I'm going over old exam problems and I got stuck on this one. Suppose that $\mathbb{f}\colon \mathbb{D} \to \mathbb{C}$ is analytic and bounded. Let $\{a_n\}_{n=1}^\infty$ be the non-zero zeros of $\mathbb{f}$ in $\mathbb{D}$ counted according to multiplicity. Show that $$ \sum_{n=1}^\infty \left( 1 - \left|a_n \right|\right)\lt\infty $$ I can understand that $\left|a_n \right|$ goes to $1$ since zeros are isolated, but it doesn't help showing the series is convergent. Any help will be appreciated!

Answer 1

This is known as Blaschke's condition and is in fact also true for functions in the so called Nevanlinna class. The simplest way to prove this is using Jensen's formula.

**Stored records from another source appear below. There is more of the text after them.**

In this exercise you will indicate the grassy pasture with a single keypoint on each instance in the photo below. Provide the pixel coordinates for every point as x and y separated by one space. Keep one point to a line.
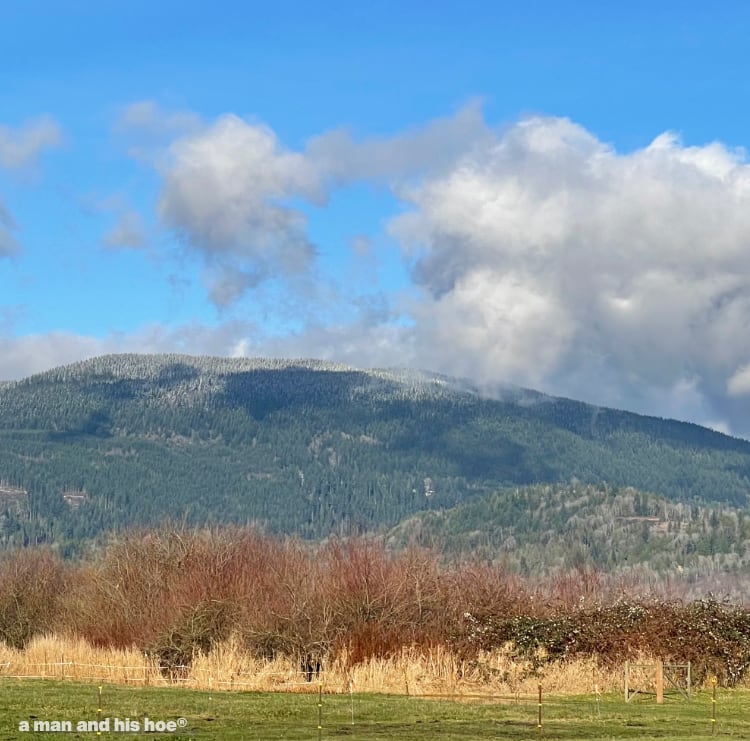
294 716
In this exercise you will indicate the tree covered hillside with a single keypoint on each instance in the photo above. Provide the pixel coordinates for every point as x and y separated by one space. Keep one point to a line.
312 448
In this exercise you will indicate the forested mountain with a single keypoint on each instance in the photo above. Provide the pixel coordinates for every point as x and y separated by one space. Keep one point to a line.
541 529
313 448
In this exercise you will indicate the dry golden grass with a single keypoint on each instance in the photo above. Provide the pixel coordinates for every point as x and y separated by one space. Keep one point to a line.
230 667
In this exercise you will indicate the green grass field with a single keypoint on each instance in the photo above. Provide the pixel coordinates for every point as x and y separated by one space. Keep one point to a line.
234 716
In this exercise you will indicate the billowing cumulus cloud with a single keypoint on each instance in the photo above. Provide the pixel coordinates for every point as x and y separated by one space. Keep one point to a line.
539 254
235 194
549 258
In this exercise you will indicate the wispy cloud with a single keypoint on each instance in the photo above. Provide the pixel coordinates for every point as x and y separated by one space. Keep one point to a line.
20 147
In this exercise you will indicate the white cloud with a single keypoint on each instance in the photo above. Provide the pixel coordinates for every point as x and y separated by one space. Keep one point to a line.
129 232
540 255
20 147
8 244
226 192
549 258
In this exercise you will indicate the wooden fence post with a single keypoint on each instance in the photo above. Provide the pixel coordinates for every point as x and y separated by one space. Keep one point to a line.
659 682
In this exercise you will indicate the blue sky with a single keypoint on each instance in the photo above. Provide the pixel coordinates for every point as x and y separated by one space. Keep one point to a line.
548 194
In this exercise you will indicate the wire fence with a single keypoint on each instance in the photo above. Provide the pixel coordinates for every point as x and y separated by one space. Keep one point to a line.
329 708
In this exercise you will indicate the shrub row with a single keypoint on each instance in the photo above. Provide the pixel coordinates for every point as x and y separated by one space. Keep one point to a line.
174 593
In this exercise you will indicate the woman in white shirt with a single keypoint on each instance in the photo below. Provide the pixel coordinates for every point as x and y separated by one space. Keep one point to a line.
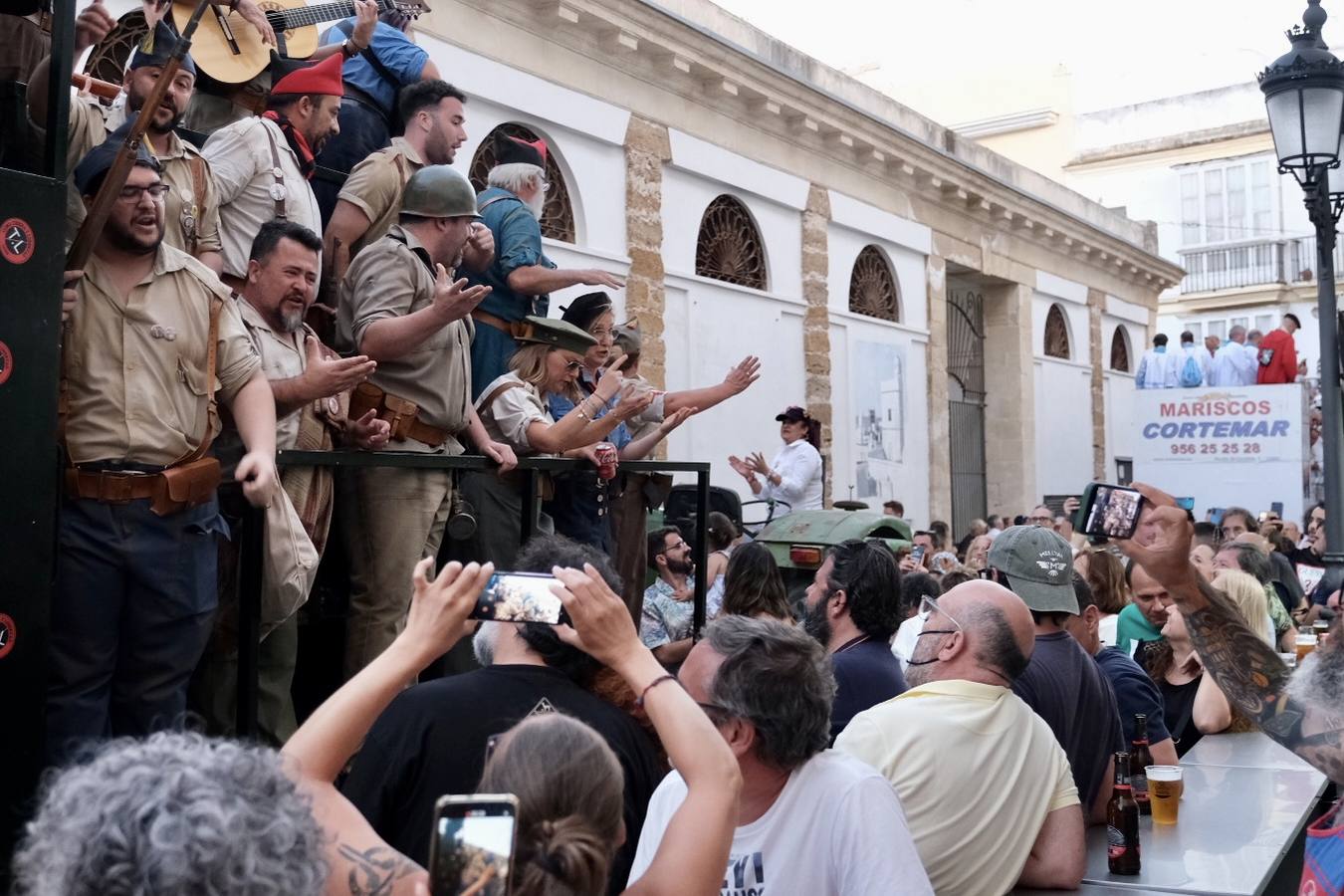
793 477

Assume $f \in H^\infty$. You may as well assume that $f(0) \neq 0$ and that $f$ has infinitely many zeros. Let $n(r)$ be the number of zeros in the disc $D_r$. Fix any integer $k$ and choose $r < 1$ so large that $n(r) > k$. By Jensen's formula, $$ |f(0)| \prod_{n=1}^{n(r)} \frac{r}{|a_n|} = \exp\left( \frac{1}{2\pi} \int_0^{2\pi} \log|f(re^{i\theta})|\,d\theta \right). $$

Hence (if $|f(z)| < M$ on $D$): $$ |f(0)| \prod_{n=1}^{k} \frac{r}{|a_n|} \le |M|. $$

In other words $$ \prod_{n=1}^{k} |a_n| \ge \frac{|f(0)|}{|M|} r^k $$ for every $k$. Letting $r \to 1$ and $k\to\infty$ it follows that $$ \prod_{n=1}^{\infty} |a_n| \ge \frac{|f(0)|}{|M|} > 0, $$ which implies that $\sum_{n=1}^\infty (1-|a_n|) < \infty$.

Answer 2

First, assume $f(0) \ne 0$. Let $r < 1$ and $n(r)$ be the number of zeros of $f$ inside $\overline{D}(0, r)$. Let $k$ be a positive integer so that $k < n(r)$. By Jensen's formula: $$ \left|f(0)\right| \prod_{n=1}^{n(r)}\frac{r}{\left|\alpha_n\right|} = \exp \left\{\frac{1}{2\pi}\int_{-\pi}^\pi \log\left|f(re^{i\theta})\right|\right\} $$

Since $f$ is bounded (say by $M > 0$), we have: $$ \prod_{n=1}^{k}\left|\alpha_n\right| \ge \frac{\left|f(0)\right|r^k}{M} $$

Now, by letting $r \to 1$, we get: $$ \prod_{n=1}^{\infty}\left|\alpha_n\right| \ge \frac{\left|f(0)\right|}{M} > 0 $$

Which implies that: $$ \sum_{n=1}^\infty \left(1 - \left|\alpha_n\right|\right) < \infty $$

Finally, if $f(0) = 0$. Put $f(z) = z^m g(z)$ where $g(0) \ne 0$ and apply the reasoning above to $g$. Since $g$ and $f$ have the same zeros apart from $z = 0$, the result follows for $f$.